I prefer simple
I can be called lots of things ( :-) ), but in terms of what I do, I'm a compiler writer. Ignoring my first efforts in a compiler course at University and another project I was hired and paid to do, all of my compilers have been straightforward monolithic programs. No passes, no phases. Read source code and emit optimized object files. (My current project is all one program, but does create a detailed internal representation of the program.)
Makes for fast execution and minimal I/O - very important back in the days of floppy disks.
Also makes for a minimum of total code involved, hence reducing the opportunity for bugs.
Sure, if you have multiple phases/passes you can in theory manually examine the intermediate stuff, but do you really want to?
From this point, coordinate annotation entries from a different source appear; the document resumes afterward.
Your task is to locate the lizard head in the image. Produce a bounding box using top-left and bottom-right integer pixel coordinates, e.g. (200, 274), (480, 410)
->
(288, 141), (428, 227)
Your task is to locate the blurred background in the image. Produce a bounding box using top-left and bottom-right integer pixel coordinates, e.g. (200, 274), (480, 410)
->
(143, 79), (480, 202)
It's a whole other language and set of conventions you now have to understand. Simple, specific test code can nearly always trigger any bugs you are looking for, and following the path of what's going on is far simpler in a monolithic compiler.
As for some of the other points folks have raised...
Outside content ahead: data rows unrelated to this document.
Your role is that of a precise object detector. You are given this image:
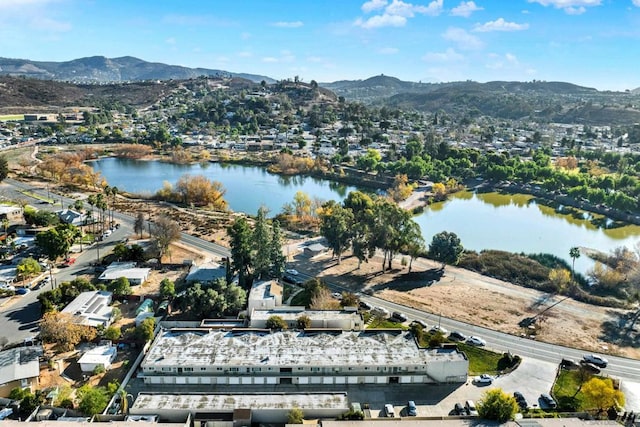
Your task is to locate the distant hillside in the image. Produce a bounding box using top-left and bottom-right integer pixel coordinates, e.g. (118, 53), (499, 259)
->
(322, 75), (640, 125)
(0, 56), (275, 83)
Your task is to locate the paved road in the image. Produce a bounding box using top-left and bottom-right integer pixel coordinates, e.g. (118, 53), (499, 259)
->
(0, 180), (640, 382)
Yes, you can implement a language with more checking (array bounds, arithmetic overflows, ...) by emitting C source code. The checks are simply there in the source you emit. A good C compiler can likely optimize those into something closely resembling what a monolithic compiler would generate.
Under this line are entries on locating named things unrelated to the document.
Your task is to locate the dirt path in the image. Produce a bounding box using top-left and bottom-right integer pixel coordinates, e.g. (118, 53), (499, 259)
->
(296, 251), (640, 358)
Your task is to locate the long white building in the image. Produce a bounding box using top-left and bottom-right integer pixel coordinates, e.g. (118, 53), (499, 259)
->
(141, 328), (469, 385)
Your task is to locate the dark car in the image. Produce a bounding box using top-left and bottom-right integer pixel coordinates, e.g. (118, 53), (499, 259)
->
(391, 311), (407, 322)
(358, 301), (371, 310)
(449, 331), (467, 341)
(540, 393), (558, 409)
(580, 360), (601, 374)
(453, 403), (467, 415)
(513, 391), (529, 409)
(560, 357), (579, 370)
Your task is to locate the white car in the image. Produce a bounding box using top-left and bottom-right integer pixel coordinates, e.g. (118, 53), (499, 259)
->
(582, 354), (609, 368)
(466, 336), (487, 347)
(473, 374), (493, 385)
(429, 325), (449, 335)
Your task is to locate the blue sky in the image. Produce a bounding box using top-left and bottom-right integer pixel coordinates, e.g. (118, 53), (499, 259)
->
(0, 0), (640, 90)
Sorry to hear that both gcc and llvm are hard to work with. I vaguely recall friends trying to send me in the direction of using one of them, but I think now I'm thankfull that I didn't.
Early compilers were often split up simply because of memory constraints. With the K & R compiler, one of the things they didn't have to deal with in the compiler proper was branch shortening. Most CPUs have branch instructions with both long and short offsets. You want to use the short-offset forms wherever possible, but its hard to know where the target of a forward branch is, because you haven't generated code for all the stuff between the branch and the target yet. The Unix PDP-11 assembler handled that for them. It also handled the details of emitting valid object files. It wasn't all about not dealing with the target instruction set.
The code generator for X86-64 in my current project is still under 8000 lines of code. There are a few things left - currently I'm doing my 'bits' types. The CPU has single bit extract/insert, but nothing more, so I'll have to special case to use those instructions. I badly need at least a move/move optimizer, and doing that for this CPU will need an abstract representation of the instructions, unfortunately - the binary format is just too complex to do directly. The AMD CPU manuals are large and complete, but as in any such technical endeavour, you have to keep in mind stuff you read a few hundred pages back when figuring out exactly what can happen in encodings, semantics, etc. Sigh.